Musa Kart: Kendimi karikatürün içinde hissediyorum

Karikatürist Musa Kart savunmasında, 35 yıldır karikatür çizdiğini ve yaşadığı olaylardan bir karikatür çıkardığını söyleyerek, "Şu anda kendimi bir karikatürün içinde hissediyorum. Savcılık çok ağır bir ithamda bulundu. Yaptığım karikatürler PKK ve FETÖ'ye çok ağır şekilde eleştiriler yapıyorsa bu gazetenin örgütle bağlantısı olamaz. Türkiye'de bir kanaat oluşturulmaya çalışılıyor. Lütfen bu kanaati dağıtın" dedi. 

Ne olmuştu?

Adını Atatürk'ün koyduğu Türkiye'nin en eski ulusal gazetesi olan Cumhuriyet'in yöneticileri ve yazarlarına yönelik "FETÖ ve PKK adına suç işledikleri" iddiasıyla soruşturma başlatılmıştı.

Soruşturma kapsamında gazetenin genel yayın yönetmeni Murat Sabuncu, gazetenin yazarlarından Aydın Engin, Hikmet Çetinkaya, Kadri Gürsel ve Güray Öz ile çizer Musa Kart,Cumhuriyet Kitap eki Genel Yayın Yönetmeni Turhan Günay,Cumhuriyet Vakfı Yönetim Kurulu üyeleri Bülent Utku, Önder Çelik, Bülent Yener, Hakan Kara gözaltına alınmıştı.

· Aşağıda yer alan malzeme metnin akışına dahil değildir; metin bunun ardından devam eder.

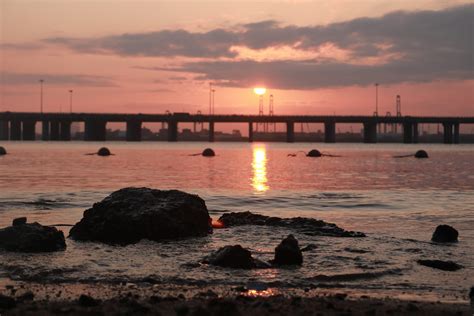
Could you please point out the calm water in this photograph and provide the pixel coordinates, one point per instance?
(397, 202)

Gazetenin eski Genel Yayın Yönetmeni Can Dündar, Cumhuriyet Vakfı İcra Kurulu Başkanı Akın Atalay hakkında gözaltı kararı var. Bu kişiler yurtdışında olduğu için haklarında yakalama kararı çıkartıldı.

Hükümet adında konuyla ilgili ilk açıklamayı yapan Numan Kurtulmuş, Ağustos ayında "tüzel kişiye" açılmış bir soruşturma olduğunu görüşünü savundu.

Soruşturmanın geçmişi

Gazete yetkilileri ile yazarları hakkında "PKK/KCK ve FETÖ/PDY terör örgütlerine müzahir oldukları" iddiasına ilişkin İstanbul Cumhuriyet Başsavcılığı Basın Suçları Bürosu tarafından yürütülen soruşturma kapsamında, İstanbul Emniyet Müdürlüğünde gözaltında tutulan 13 şüphelinin, susma haklarını kullanıp ifade vermedikleri öğrenilmişti.

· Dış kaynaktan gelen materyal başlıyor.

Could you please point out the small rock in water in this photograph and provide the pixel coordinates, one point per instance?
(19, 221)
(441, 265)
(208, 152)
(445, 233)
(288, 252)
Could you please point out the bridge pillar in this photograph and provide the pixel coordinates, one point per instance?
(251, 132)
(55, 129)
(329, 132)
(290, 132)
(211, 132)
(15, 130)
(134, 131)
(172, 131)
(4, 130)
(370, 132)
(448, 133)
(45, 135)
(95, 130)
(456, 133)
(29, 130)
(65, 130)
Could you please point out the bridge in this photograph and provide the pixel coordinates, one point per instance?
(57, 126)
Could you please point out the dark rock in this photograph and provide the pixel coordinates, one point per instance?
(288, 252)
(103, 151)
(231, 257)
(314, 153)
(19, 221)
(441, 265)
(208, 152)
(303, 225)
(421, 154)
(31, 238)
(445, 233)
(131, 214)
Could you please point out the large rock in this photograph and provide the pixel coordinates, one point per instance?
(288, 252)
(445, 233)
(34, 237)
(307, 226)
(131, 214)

İstanbul Cumhuriyet Başsavcılığınca yürütülen soruşturma çerçevesinde, TCK'nın 220/6. maddesi uyarınca "FETÖ ve PKK terör örgütlerine üye olmamakla birlikte örgüt adına suç işlemek" iddiasıyla aralarında Cumhuriyet Gazetesi Genel Yayın Yönetmeni Murat Sabuncu'nun da aralarında bulunduğu 13 şüpheli hakkında gözaltı kararı alınmıştı.

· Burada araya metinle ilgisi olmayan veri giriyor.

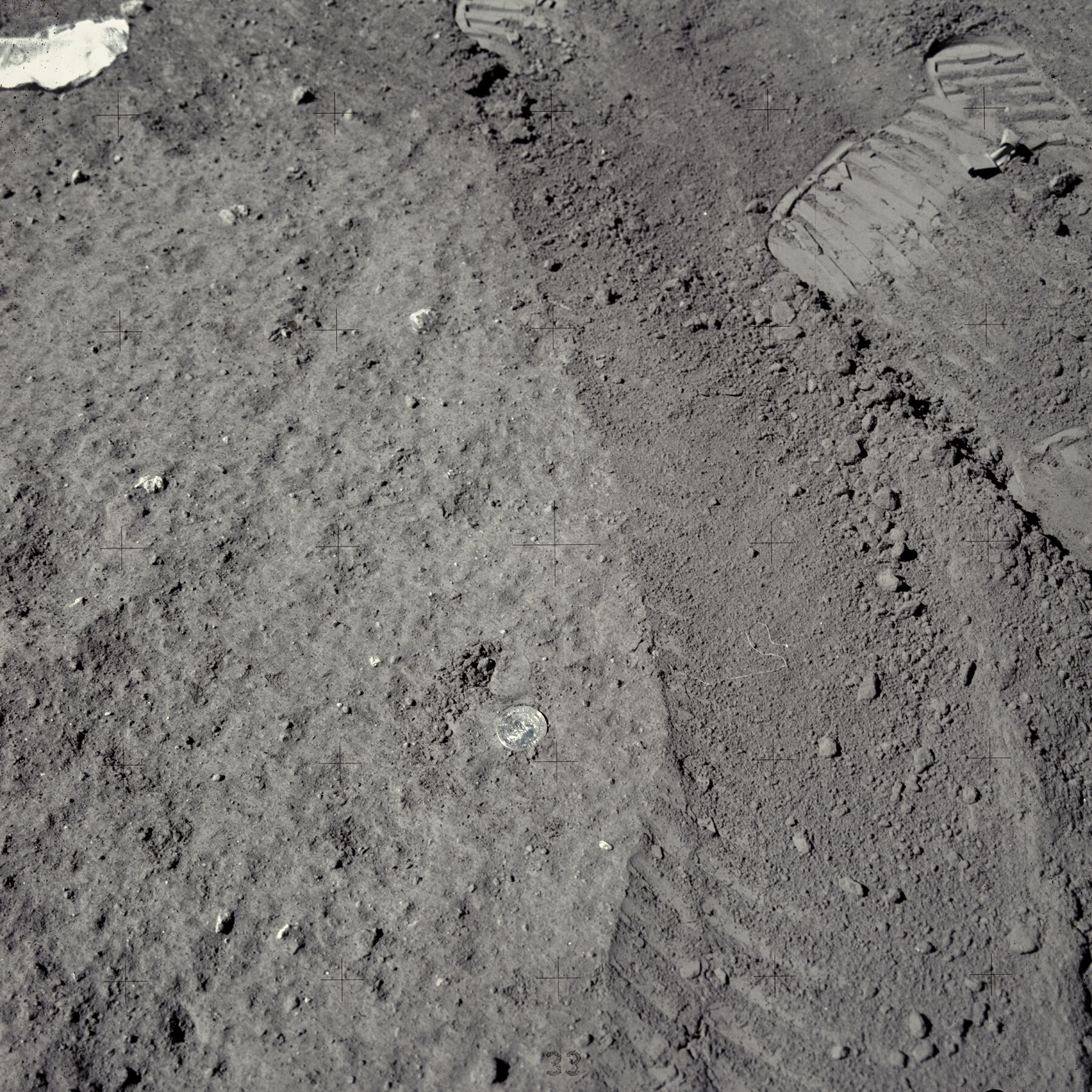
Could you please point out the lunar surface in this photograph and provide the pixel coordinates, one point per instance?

Yurt dışında oldukları belirlenen gazetenin eski genel yayın yönetmeni Can Dündar ve İcra Kurulu Başkanı Akın Atalay hakkında ise yakalama kararı çıkarılmış, Orhan Erinç hakkında da yaşlı olduğu gerekçesiyle evinde arama yapılmasına hükmedilmişti.